The Red-State City That’s Doing Immigration Right


Some of these young women — part of a corps of thousands of young Mormons on missions around the world, including at Church headquarters — fly American flags, but on a recent weeknight most did not, instead carrying flags of Malaysia, Mexico, the Dominican Republic and South Korea, among others. As these international arrivals converge on Salt Lake, thousands of local Mormons disperse across the world to the Church’s approximately 450 overseas missions, getting a crash course in internationalism from an early age. (Sometimes they have a very intimate look; as one chatty Uber driver explained to me, “They go off and get married.”)

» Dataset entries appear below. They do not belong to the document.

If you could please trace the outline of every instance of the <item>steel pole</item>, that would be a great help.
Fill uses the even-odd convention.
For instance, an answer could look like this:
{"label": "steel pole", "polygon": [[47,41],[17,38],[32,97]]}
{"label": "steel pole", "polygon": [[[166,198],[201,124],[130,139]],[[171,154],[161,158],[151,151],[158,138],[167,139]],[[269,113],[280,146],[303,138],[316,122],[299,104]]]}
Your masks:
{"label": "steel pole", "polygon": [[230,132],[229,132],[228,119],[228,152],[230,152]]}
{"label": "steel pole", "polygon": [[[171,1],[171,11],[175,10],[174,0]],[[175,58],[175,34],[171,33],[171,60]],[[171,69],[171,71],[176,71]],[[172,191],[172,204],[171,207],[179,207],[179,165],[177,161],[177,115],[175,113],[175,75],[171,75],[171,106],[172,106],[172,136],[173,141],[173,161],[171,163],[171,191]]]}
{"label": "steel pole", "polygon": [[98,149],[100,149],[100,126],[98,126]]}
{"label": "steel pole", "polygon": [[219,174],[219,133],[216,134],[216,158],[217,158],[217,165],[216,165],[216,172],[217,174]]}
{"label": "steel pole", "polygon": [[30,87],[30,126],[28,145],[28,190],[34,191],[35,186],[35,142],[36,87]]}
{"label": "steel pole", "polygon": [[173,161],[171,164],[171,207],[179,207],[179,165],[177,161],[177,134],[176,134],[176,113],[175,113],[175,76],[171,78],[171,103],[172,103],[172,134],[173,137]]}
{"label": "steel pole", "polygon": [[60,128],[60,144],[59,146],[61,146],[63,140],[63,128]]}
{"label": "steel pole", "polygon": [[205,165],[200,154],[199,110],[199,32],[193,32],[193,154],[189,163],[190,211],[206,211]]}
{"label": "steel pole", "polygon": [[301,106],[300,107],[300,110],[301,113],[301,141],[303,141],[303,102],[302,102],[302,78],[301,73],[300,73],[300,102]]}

The awareness that its founders were refugees permeates the Church and the broader culture, even if refugees today look different. Beus, the resettlement official, said that in recent years a large number of Latin Americans have arrived in Salt Lake, many of whom have a connection to the place. The group does a lot of family reunification, he explained, and works with many Congolese, Sudanese and Afghan arrivals. The UN estimates there are 65,000 refugees in the state, mainly around Salt Lake. Those numbers don’t quite match those of states like Texas or California, which have received more than 20,000 in just the last few years, but on a per capita basis, Utah is well above them.
That number is stagnating, however, as the Trump administration has put the entire nation’s refugee infrastructure on ice; Since Trump took office, he has restricted the resettlement program almost exclusively to a small number of white South Africans, forcing resettlement organizations to focus on supporting refugees who have already arrived. In keeping with the state’s frontier philosophy, emphasis is placed on self-sufficiency. In the West Valley, the IRC has leased land for one of several farms and community gardens where refugees can grow produce, some of which is sold at farmers’ markets facilitated by the organization.